Smad2 Das Double-Nickase-Plasmid (m) besteht aus einem aufeinander abgestimmten Plasmidpaar, das für die hochspezifische Bearbeitung des Smad2-Lokus in mouse-Zelllinien entwickelt wurde. Jedes Plasmid exprimiert eine Cas9-D10A-Nickase und eine spezifische sgRNA, die auf entgegengesetzte DNA-Stränge innerhalb von Smad2 abzielt. Wenn sie auf benachbarte Stellen auf entgegengesetzten DNA-Strängen gerichtet sind, erzeugen die beiden Nickasen versetzte Einzelstrang-Schnitte, die zusammen einen versetzten Doppelstrangbruch erzeugen, was eine koordinierte On-Target-Aktivität beider Guides erfordert. Der resultierende DNA-Bruch wird durch endogene zelluläre Reparaturwege behoben, meist durch nicht-homologe Endverknüpfung (NHEJ), was zu Insertionen oder Deletionen führt, die die Smad2-Funktion stören. Durch die Notwendigkeit einer doppelten sgRNA-Bindung am Zielort erhöht der Doppel-Nick-Ansatz die Spezifität der Bearbeitung und bietet eine komplementäre CRISPR-Strategie für Anwendungen, bei denen eine zusätzliche Kontrolle über die Zielgenauigkeit gewünscht ist.

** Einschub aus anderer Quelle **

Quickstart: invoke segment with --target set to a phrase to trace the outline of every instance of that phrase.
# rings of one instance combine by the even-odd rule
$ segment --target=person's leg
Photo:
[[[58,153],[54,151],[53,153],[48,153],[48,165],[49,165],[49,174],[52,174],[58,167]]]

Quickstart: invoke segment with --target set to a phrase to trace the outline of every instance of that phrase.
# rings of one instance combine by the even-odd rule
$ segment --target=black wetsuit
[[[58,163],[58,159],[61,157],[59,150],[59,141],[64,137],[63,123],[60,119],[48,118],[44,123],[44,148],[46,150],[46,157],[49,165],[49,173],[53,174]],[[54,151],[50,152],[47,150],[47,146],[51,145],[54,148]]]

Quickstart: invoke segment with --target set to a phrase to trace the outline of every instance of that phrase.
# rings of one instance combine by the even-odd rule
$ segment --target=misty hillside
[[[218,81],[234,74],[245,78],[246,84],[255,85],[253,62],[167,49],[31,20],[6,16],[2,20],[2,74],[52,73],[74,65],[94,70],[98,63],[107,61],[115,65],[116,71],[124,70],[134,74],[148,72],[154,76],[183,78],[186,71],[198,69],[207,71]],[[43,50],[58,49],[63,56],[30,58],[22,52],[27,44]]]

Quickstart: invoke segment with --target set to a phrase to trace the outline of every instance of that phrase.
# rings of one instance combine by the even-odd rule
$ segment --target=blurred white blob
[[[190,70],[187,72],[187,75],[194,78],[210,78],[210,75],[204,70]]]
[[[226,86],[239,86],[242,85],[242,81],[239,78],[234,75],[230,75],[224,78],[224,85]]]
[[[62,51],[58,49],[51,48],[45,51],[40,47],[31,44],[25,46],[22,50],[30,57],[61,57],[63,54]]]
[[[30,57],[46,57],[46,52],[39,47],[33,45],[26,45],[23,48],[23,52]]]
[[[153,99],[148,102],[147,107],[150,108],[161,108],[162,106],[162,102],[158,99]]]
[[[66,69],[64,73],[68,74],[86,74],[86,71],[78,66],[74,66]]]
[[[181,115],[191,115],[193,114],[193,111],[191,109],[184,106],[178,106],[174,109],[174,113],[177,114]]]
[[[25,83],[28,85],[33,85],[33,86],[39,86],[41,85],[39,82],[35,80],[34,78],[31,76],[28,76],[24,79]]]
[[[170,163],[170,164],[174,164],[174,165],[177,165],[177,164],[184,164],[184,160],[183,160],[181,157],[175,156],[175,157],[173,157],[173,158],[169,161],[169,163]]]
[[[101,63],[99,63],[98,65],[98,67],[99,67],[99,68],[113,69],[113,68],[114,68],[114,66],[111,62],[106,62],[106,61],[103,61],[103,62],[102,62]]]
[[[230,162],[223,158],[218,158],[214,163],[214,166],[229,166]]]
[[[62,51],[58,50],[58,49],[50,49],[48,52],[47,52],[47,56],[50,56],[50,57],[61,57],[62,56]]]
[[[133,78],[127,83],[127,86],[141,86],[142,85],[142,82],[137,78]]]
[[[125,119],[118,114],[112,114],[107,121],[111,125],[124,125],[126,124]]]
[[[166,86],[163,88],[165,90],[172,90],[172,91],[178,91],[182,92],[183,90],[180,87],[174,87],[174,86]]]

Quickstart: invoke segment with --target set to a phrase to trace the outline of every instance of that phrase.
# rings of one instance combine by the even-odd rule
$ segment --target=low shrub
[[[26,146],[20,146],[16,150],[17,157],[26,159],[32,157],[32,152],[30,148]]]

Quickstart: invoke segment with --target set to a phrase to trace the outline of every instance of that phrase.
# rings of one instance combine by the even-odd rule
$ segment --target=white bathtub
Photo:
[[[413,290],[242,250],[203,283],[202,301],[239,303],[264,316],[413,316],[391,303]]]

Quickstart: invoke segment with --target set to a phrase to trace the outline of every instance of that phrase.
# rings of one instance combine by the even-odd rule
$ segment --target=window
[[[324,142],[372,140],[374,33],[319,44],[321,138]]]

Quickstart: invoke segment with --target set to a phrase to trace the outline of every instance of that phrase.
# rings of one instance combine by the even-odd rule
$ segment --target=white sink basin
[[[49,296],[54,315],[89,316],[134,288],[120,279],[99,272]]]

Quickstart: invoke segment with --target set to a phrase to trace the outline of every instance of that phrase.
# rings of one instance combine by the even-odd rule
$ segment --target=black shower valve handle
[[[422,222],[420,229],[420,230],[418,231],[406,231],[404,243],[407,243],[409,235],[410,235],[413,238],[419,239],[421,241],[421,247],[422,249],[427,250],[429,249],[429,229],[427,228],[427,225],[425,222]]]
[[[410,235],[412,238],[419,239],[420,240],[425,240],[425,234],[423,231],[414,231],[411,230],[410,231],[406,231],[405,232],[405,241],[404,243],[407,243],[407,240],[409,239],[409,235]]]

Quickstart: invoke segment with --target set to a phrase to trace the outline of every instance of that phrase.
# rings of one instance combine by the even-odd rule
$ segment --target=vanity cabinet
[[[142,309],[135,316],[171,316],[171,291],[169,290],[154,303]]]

Um eine effiziente Identifizierung editierter Zellen zu unterstützen, kodiert ein Plasmid GFP zur fluoreszierenden Visualisierung transfizierter Populationen, während das Begleitplasmid ein Puromycin-Resistenzgen für die Antibiotika-Selektion trägt. Zusammen unterstützen diese Merkmale eine effiziente Anreicherung co-transfizierter Populationen und vereinfachen die Validierung von Klonen mit Smad2-Störung.
Nur für Forschungszwecke. Nicht für diagnostische oder therapeutische Zwecke bestimmt.